Davis Straske ’19 Wins Elmes Pathfinder Prize in Psychology Straske is a psychology major and dance minor and has been a member of Professor Megan Fulcher’s developmental psychology research lab since the winter of her freshman year.
Davis Straske, a Washington and Lee University senior from Tampa, Florida, has been awarded the 2018 David G. Elmes Pathfinder Prize in Psychology.
The Elmes Pathfinder Prize recognizes a student who has shown extraordinary promise in psychological science or in the application of psychological science in the professions through outstanding scholarship in basic or applied psychology.
Straske is a psychology major and dance minor and has been a member of Professor Megan Fulcher’s developmental psychology research lab since the winter of her freshman year. The lab studies the impact of toy play on gendered stereotypes and children’s visions of their future selves through toys such as Legos, Duplos and baby dolls. Straske has spent the past two summers working as a Summer Research Scholar in the lab, and she currently serves as its participant coordinator. In this capacity, she recruits families for ongoing research projects and works with other undergraduate students, managing and assigning their tasks within the lab and developing coding schemes for data analysis of existing datasets. Members of the lab plan community-outreach events and teach psychology topics to local elementary schools and after-school groups.
“I was impressed with Davis the first time a met her, and she continues to impress every day,” said Fulcher. “She is an incredible organizer and has created many new protocols and standards to lab procedures that have greatly improved efficiency and productivity in the lab.
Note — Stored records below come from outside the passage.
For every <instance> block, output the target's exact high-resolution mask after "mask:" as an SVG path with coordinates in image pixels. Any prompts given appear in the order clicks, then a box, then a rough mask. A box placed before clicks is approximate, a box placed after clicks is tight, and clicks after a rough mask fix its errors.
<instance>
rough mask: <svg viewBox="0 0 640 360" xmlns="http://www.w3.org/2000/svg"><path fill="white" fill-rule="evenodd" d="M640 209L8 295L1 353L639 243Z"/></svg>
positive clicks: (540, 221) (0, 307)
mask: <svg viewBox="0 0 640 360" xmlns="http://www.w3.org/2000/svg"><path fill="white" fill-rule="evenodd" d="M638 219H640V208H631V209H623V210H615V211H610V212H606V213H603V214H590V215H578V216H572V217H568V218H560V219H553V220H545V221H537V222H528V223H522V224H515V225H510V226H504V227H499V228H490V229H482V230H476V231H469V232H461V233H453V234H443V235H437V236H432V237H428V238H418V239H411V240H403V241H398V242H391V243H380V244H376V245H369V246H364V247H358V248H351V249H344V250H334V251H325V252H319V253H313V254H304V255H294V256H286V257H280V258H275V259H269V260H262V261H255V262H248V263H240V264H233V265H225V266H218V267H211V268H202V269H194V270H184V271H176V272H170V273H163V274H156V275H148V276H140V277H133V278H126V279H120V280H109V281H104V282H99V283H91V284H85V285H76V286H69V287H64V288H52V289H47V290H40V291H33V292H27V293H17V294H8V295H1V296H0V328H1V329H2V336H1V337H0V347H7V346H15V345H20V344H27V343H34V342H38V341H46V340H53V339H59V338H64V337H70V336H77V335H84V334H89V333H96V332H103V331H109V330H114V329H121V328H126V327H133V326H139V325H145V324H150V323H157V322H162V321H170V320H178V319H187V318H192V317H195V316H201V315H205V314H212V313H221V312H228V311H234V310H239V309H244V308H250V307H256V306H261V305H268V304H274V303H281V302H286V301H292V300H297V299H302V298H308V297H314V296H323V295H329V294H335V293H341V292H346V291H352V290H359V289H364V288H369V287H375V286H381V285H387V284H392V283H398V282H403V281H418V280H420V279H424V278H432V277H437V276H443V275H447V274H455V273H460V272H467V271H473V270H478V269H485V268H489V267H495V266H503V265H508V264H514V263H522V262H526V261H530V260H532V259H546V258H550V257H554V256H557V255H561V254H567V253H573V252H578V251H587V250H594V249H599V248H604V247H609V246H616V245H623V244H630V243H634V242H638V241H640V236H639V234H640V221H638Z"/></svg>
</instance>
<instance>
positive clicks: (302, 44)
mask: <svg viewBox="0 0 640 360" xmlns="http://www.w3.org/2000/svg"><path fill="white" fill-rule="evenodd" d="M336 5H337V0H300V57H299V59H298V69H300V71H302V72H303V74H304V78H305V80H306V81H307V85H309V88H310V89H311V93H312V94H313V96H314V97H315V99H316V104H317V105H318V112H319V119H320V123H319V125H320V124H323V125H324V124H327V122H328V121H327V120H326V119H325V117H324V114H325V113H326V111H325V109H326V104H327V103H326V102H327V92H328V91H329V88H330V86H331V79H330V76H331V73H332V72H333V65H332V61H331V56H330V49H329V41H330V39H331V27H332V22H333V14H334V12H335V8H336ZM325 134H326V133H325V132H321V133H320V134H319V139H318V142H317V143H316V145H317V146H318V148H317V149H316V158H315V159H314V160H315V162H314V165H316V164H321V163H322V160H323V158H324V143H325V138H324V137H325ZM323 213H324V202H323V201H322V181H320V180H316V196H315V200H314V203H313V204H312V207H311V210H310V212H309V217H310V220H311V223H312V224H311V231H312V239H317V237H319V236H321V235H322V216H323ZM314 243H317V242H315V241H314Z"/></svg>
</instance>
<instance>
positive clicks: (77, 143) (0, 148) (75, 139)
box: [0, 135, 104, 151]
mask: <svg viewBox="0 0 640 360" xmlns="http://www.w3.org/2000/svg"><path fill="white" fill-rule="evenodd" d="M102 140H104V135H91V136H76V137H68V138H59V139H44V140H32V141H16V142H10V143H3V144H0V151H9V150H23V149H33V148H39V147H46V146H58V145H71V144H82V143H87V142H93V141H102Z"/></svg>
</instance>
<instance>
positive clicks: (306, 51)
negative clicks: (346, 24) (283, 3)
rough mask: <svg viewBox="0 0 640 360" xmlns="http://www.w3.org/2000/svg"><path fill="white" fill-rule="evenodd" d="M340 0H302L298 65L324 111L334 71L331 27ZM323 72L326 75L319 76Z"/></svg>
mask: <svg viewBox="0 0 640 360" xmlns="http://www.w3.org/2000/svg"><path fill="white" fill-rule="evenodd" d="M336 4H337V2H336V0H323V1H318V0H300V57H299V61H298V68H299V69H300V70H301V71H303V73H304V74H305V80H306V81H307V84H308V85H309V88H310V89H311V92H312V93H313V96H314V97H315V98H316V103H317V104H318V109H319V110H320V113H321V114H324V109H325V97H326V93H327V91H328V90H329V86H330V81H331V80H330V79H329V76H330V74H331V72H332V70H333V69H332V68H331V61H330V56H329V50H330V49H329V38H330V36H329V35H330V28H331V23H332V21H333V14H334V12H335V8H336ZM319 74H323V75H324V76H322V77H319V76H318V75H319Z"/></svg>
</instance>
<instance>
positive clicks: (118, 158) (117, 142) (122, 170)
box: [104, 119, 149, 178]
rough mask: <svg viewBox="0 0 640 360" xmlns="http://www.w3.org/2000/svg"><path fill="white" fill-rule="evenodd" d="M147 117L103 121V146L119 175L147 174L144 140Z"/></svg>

More importantly, she has an intellectual curiosity paired with a deep understanding of literature that makes her a great collaborator during project design and in interpreting findings. It is no surprise that she is studying empathy as she is always kind and thoughtful. The lab has a culture of friendliness and cooperation under her leadership. I know graduate school is a great place for her, but I will miss her here tremendously.”
As a longtime camp counselor and babysitter, Straske has found developmental psychology to be a stimulating and gratifying intersection of her academic interests and experiences working with children. Working in a research lab has allowed her to apply theories and data analyses techniques to research projects she has seen through from start to finish.
Straske’s honors thesis examines empathy development in pre-school age boys, focusing on how parents’ roles within a family may impact their child’s development of certain caregiving or nurturing skills. After creating two interventions, using toy play and picture book reading to elicit empathy, she hopes to assess the interventions’ effectiveness. If the data support these approaches, they may be useful for parents to promote their young sons’ empathy in the home.
Outside of the psychology department, Straske dances with and serves as the president for the W&L Repertory Dance Company, and also teaches creative movement dance classes for early school-age children at Halestone Dance Studio in Lexington. She sits on the planning committee for W&L’s 2019 Science, Society and the Arts Conference and serves as the vice president of recruitment for the Panhellenic Council. She belongs to Omicron Delta Kappa Leadership Honor Society, Psi Chi Psychology National Honor Society and the National Honor Society for Dance Arts.
The Elmes Pathfinder Prize was established in 2007. It derives from the Elmes Fund, a permanently endowed fund that honors David G. Elmes, emeritus professor of psychology at W&L. The many alumni, colleagues and friends who benefited from Elmes’ commitment to learning during his 40-year career as a scientist, teacher and mentor at W&L created the endowment.